The earliest known forms of bowling date back to ancient Egypt. Remenants of bowling balls have been found among artificats (dating to 3200 BC). Balls were made using the husks of grain, covered in a material such as leather or bound with string. About 2000 years ago, a similar game evolved among the Romans and this eventually came to be known as Bocce or outdoor bowling. Around AD 400, bowling began in Germany as a religious ritual to cleanse onself from sin by rolling a rock into a club (kegal), representing the heathen, resulting in bowlers being called keglers.

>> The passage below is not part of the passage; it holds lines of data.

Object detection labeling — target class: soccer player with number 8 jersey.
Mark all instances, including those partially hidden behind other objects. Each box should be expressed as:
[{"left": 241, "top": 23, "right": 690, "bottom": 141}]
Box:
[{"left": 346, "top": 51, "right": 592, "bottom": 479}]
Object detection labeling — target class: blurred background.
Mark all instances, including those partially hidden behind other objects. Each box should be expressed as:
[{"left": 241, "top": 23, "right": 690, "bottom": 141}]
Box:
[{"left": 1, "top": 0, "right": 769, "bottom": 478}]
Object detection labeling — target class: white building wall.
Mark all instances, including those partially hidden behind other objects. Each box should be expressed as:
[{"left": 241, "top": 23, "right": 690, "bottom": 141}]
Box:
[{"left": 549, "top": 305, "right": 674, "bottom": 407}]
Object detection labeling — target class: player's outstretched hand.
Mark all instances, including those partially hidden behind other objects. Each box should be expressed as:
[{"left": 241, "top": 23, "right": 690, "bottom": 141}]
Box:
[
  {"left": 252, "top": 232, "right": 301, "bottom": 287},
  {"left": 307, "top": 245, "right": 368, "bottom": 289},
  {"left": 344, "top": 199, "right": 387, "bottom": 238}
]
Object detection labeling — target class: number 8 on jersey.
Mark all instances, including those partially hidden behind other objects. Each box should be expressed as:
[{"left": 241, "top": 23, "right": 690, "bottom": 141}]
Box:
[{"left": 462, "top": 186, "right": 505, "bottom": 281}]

King Henry VIII was an avid bowler. In 1511, he banned bowling for the lower classes and imposed a levy for private lanes to limit them to the wealthy. Martin Luther, who had a bowling lane built next to his home for his children, set the number of pins at nine. An 1810 painting of Ipswich, England shows a man bowling with a triangular formation of ten pins.

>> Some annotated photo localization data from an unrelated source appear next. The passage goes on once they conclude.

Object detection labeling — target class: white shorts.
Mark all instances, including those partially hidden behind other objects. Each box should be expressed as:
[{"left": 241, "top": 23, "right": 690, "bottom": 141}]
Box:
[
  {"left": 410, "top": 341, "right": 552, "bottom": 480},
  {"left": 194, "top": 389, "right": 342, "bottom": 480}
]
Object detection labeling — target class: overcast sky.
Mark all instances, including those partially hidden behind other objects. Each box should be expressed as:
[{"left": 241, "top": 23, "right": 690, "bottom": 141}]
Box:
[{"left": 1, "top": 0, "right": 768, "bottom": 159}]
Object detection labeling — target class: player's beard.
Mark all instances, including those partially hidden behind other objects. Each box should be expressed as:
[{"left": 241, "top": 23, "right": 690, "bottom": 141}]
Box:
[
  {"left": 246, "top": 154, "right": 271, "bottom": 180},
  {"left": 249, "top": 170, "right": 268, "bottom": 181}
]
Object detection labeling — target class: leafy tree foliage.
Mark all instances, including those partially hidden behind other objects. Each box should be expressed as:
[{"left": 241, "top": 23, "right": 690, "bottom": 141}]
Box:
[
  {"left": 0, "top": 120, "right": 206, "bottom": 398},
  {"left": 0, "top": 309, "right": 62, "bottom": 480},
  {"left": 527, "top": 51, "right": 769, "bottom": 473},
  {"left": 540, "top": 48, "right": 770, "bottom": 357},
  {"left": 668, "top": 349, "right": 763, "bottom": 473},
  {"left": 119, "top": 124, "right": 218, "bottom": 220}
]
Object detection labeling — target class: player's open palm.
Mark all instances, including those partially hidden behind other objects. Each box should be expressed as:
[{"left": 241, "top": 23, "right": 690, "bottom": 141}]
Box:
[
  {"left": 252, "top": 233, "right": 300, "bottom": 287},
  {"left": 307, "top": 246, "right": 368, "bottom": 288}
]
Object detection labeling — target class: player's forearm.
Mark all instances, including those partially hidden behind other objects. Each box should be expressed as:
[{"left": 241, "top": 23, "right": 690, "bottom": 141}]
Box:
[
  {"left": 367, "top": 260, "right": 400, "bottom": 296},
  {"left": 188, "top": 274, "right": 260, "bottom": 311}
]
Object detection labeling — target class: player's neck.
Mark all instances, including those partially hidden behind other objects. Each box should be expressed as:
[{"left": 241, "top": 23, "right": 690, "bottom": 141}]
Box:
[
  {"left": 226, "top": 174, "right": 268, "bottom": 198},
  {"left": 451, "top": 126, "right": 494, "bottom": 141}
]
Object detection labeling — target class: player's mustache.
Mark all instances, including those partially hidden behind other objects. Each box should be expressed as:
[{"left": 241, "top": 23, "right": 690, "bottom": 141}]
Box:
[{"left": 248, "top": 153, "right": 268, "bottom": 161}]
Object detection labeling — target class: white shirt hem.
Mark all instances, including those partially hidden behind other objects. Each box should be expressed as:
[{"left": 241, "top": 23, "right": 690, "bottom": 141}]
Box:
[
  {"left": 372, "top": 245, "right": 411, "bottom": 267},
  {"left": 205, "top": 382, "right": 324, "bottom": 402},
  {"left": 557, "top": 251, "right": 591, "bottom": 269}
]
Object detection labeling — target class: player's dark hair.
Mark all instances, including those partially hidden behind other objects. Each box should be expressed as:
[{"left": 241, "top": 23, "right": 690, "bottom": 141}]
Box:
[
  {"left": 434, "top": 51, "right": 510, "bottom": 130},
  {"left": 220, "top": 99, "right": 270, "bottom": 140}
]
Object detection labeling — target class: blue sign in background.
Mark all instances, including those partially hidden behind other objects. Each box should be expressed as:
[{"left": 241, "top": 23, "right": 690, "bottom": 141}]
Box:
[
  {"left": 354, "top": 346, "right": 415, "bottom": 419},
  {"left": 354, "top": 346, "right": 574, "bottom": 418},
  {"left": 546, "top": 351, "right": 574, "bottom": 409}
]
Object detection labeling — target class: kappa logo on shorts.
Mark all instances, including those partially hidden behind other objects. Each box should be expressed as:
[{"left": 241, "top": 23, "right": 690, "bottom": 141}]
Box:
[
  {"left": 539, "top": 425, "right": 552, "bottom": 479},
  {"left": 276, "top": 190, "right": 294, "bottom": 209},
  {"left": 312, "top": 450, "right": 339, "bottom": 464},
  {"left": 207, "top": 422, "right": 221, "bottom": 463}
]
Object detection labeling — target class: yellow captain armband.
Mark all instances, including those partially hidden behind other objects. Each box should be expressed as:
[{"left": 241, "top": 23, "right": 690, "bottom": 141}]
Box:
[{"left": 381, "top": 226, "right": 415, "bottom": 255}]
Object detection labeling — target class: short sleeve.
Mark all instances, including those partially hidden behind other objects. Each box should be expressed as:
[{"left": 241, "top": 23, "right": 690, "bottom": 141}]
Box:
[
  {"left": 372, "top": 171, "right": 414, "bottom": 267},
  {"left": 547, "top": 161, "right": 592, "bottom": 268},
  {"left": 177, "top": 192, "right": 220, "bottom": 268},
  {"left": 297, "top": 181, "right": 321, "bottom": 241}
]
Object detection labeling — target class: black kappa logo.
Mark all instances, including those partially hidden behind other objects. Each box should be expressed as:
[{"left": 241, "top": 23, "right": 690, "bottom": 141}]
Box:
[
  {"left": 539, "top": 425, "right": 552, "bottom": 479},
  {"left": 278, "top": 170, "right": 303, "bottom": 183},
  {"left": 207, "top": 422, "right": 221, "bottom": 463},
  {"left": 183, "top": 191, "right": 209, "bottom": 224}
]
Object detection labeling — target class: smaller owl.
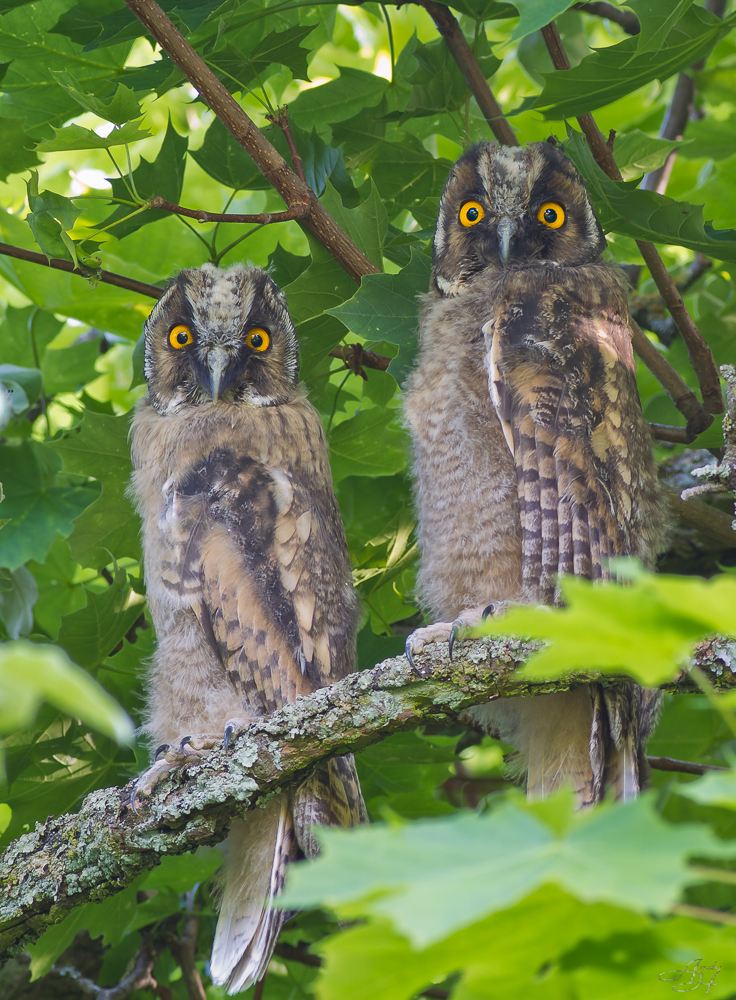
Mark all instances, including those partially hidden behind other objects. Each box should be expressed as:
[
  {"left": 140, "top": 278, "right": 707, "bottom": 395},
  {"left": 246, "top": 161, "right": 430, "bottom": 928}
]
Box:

Newspaper articles as early as 1820 refer to ten-in alleys. In 1846, the oldest surviving bowling lanes in the United States, were built as a part of Roseland College. The revolution of 1848, resulted in accelerated German immigration to the U.S., reaching 5 million by 1900, bringing their love of beer and bowling with them. In 1875, the National Bowling Association (NBA) was founded by 27 local clubs in New York City to standardize rules for ten-pin bowling, setting the ball size and distance between the foul line and the pins, but failing to agree to other rules.
In 1895, the modern standardized rules for ten-pin bowling were established in New York City by the American Bowling Congress (ABC) who changed the scoring system from a maximum of 200 points for 20 balls to a maximum of 300 points for 12 balls and set the maximum ball weight at 16 lbs. and in distance at 12 inches.

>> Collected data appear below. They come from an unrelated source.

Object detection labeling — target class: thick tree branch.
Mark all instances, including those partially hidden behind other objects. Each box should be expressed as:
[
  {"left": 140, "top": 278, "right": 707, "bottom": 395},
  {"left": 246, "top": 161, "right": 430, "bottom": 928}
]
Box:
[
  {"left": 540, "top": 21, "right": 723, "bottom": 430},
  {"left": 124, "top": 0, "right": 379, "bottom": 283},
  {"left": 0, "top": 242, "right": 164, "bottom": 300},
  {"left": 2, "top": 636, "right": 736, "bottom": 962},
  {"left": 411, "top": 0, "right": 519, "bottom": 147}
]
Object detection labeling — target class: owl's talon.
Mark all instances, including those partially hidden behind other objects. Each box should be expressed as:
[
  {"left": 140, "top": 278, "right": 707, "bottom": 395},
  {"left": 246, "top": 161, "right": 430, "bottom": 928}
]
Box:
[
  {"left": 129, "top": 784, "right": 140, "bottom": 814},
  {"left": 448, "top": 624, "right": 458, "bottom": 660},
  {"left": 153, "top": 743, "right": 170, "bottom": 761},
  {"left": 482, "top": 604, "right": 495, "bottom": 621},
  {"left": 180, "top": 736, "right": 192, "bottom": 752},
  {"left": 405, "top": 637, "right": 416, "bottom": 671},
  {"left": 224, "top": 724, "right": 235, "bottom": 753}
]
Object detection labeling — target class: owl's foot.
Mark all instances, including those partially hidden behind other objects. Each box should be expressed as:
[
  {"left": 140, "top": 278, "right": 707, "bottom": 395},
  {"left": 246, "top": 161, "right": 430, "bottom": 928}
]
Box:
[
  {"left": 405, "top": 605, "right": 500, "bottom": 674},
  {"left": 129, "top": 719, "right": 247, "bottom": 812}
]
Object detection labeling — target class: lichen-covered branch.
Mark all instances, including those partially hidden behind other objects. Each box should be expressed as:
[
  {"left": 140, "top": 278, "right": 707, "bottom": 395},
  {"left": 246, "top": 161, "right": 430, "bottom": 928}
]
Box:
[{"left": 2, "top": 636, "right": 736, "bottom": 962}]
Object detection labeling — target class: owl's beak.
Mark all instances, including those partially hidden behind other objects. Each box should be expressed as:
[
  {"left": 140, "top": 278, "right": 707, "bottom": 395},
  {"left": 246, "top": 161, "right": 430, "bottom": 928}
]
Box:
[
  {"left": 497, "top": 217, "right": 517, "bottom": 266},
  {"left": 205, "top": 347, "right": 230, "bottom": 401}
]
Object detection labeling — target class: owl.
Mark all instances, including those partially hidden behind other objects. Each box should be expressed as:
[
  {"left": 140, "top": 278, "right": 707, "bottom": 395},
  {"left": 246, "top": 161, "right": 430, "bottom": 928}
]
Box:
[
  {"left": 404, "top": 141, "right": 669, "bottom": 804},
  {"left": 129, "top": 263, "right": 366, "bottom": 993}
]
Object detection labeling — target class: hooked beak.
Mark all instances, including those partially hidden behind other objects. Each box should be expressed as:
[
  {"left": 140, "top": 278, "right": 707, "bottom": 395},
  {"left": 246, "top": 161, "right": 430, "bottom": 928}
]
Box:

In 1908, the now oldest surviving bowling alley for tenpin sport was opened in Milwaukee, Wisconsin, in the basement of the Holler House tavern, containing the oldest sanctioned lanes in the United States. Prohibition caused bowling alleys to disassociate from saloons, turning bowling into a family game and encouraging women bowlers.
Greatest bowlers of all times include Pete Weber, Walter Ray Williams, Jr., Earl Anthony, Norm Duke and Mark Roth. Marion Ladewig is widely considered the greatest female bowler of all times.